New Delhi: Amid growing food and energy crises, an uncertain global economic outlook, and the escalating impacts of climate change, the UN has said that a sustainable industrial transformation is needed to close the widening development gap among countries, meet climate targets and achieve the Sustainable Development Goals.
The 2023 Financing for Sustainable Development Report: Financing Sustainable Transformations says urgent, massive investments are needed to accelerate transformations, including in electricity supply, industry, farming, transportation, and buildings.
“Without the means to invest in sustainable development and transform their energy and food systems, developing countries are falling even further behind,” UN Secretary-General Antonio Guterres said in the foreword to the report.
“A two-track world of haves and have-nots holds clear and obvious dangers for every country. We urgently need to rebuild global cooperation and find the solutions to our current crises in multilateral action.”

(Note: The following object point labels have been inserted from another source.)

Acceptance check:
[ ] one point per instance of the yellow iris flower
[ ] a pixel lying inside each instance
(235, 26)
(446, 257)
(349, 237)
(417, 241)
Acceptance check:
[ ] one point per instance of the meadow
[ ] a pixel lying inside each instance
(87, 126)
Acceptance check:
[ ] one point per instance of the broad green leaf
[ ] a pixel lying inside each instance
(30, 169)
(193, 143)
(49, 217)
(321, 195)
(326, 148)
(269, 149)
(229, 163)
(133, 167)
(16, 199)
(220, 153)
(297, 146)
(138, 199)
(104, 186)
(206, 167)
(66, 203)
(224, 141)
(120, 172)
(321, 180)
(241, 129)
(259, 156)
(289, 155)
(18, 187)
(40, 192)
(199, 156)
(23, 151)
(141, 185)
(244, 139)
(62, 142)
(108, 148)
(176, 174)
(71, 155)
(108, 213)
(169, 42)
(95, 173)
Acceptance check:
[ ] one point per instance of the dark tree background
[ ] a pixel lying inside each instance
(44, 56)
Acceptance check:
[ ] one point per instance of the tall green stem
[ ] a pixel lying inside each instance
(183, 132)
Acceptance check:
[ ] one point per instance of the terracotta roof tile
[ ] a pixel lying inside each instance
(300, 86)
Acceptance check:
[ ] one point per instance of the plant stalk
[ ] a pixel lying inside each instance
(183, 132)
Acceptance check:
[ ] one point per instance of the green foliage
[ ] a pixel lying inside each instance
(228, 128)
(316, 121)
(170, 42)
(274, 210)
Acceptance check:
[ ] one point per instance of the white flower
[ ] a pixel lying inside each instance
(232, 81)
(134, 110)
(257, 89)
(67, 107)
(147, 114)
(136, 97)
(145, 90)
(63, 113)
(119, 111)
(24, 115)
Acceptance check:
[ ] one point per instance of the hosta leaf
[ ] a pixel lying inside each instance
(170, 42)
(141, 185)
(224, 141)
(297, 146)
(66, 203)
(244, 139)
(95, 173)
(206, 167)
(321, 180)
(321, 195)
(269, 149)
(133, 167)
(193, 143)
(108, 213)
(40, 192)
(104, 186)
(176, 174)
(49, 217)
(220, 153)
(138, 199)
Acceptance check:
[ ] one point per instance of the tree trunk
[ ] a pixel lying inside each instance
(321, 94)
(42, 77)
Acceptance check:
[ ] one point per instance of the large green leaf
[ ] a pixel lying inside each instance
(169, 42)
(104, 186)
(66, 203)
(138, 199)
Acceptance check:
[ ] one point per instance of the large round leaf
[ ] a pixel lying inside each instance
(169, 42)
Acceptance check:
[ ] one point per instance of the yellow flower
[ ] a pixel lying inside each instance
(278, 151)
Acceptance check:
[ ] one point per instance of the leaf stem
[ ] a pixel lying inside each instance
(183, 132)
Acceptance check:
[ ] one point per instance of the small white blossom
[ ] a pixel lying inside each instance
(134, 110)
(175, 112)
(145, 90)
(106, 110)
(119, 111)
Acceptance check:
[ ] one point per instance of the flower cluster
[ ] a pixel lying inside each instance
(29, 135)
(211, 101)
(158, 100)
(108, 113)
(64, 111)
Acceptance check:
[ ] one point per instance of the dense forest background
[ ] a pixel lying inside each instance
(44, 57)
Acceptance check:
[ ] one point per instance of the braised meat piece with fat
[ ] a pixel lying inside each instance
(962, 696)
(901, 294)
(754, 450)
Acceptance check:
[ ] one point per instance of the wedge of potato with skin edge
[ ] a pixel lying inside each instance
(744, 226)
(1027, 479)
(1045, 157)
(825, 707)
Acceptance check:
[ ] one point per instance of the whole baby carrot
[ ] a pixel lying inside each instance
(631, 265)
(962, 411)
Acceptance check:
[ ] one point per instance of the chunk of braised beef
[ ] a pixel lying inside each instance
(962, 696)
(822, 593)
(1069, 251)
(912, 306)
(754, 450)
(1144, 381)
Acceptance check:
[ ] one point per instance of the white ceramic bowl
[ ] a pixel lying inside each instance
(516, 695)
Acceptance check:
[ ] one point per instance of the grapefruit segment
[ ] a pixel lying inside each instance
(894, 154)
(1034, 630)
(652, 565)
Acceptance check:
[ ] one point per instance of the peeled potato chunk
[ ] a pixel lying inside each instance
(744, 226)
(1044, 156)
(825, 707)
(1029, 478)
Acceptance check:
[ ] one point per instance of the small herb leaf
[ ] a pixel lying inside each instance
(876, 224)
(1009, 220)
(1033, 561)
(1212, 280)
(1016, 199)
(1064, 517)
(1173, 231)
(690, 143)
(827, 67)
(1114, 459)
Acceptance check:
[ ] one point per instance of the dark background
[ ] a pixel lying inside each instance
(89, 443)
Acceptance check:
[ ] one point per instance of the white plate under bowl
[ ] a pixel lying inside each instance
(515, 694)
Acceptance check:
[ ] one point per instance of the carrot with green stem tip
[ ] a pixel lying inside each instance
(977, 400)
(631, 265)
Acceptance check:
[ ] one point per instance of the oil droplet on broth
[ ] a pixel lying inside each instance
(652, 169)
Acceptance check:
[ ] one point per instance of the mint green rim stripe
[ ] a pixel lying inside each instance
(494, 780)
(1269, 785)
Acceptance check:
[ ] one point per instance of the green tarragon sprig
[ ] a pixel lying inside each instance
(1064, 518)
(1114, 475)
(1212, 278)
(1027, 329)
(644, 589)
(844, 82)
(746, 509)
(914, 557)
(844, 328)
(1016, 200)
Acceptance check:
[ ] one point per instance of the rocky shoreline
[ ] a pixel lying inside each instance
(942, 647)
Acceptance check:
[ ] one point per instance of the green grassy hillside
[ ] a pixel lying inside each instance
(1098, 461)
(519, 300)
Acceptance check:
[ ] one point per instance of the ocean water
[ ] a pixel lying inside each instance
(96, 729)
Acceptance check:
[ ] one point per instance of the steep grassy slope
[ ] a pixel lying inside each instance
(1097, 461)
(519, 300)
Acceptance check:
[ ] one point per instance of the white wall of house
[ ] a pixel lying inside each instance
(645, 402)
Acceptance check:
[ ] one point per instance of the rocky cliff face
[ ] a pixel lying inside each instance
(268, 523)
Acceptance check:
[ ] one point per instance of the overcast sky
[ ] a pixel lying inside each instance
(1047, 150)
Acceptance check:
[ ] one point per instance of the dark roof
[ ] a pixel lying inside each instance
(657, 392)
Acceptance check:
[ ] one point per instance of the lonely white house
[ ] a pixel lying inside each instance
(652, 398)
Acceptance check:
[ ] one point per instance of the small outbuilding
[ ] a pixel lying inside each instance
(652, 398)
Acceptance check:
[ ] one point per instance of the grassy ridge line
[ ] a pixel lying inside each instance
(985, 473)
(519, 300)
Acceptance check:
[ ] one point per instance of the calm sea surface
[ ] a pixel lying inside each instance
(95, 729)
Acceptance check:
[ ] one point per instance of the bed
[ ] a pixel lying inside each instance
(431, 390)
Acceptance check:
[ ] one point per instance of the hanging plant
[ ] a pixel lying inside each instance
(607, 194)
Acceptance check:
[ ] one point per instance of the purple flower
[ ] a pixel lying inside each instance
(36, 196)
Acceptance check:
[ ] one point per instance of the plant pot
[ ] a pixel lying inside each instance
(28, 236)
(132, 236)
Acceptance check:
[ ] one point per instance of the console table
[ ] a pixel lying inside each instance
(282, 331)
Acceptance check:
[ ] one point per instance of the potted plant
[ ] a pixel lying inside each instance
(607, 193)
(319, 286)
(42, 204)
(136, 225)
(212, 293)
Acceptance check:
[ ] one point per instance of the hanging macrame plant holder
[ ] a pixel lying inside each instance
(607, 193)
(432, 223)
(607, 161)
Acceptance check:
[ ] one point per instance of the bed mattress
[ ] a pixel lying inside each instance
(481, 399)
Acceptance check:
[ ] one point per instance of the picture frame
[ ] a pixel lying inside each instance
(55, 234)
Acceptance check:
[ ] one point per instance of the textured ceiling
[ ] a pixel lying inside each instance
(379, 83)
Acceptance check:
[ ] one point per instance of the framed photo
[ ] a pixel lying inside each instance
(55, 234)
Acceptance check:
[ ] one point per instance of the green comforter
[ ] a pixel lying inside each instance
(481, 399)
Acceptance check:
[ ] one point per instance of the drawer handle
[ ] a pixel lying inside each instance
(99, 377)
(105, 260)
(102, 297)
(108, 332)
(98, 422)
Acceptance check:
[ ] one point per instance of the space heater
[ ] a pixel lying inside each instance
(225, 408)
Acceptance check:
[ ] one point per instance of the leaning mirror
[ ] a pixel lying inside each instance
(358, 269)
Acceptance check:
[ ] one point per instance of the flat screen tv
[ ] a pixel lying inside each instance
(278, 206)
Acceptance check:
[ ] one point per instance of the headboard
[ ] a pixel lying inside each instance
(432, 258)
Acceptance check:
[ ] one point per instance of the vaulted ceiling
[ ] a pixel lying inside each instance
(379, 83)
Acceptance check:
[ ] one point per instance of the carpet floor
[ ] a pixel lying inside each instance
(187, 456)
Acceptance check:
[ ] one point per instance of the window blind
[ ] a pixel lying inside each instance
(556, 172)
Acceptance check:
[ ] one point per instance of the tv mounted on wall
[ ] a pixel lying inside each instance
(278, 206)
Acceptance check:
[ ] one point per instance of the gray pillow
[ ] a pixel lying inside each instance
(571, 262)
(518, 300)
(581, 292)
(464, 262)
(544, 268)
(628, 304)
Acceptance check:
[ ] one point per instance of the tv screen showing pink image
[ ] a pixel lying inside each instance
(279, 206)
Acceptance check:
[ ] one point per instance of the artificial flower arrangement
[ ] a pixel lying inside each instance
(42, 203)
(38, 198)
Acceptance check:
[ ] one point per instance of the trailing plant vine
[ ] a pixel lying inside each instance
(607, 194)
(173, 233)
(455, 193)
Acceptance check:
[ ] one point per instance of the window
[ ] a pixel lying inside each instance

According to the report, some of the necessary changes are already taking place. The energy crisis caused by the war in Ukraine has spurred investment in global energy transition, which skyrocketed in 2022 to a record $1.1 trillion.
Energy transition investments surpassed fossil fuel system investments for the first time in 2022, but these are almost all in China and developed countries.
The 2023 Financing for Sustainable Development Report finds that most developing countries do not have the resources for investment, unlike their developed counterparts.
Climate change, Russia’s invasion of Ukraine, the Covid-19 pandemic, and debt payments up to two times higher than in 2019 have combined to put massive fiscal pressures on most developing countries.
This limits their ability to invest in sustainable transformation.
In developed countries in 2020 and 2021, for example, post-pandemic recovery spending was $12,200 per capita. This was 30 times higher than for developing countries ($410), and 610 times higher than for least developed countries ($20).
“Without delivering a reformed international financial system while scaling up investments in the SDGs, we will not deliver on our shared commitment to the 2030 Agenda for Sustainable Development,” said UN Deputy Secretary-General Amina Mohammed.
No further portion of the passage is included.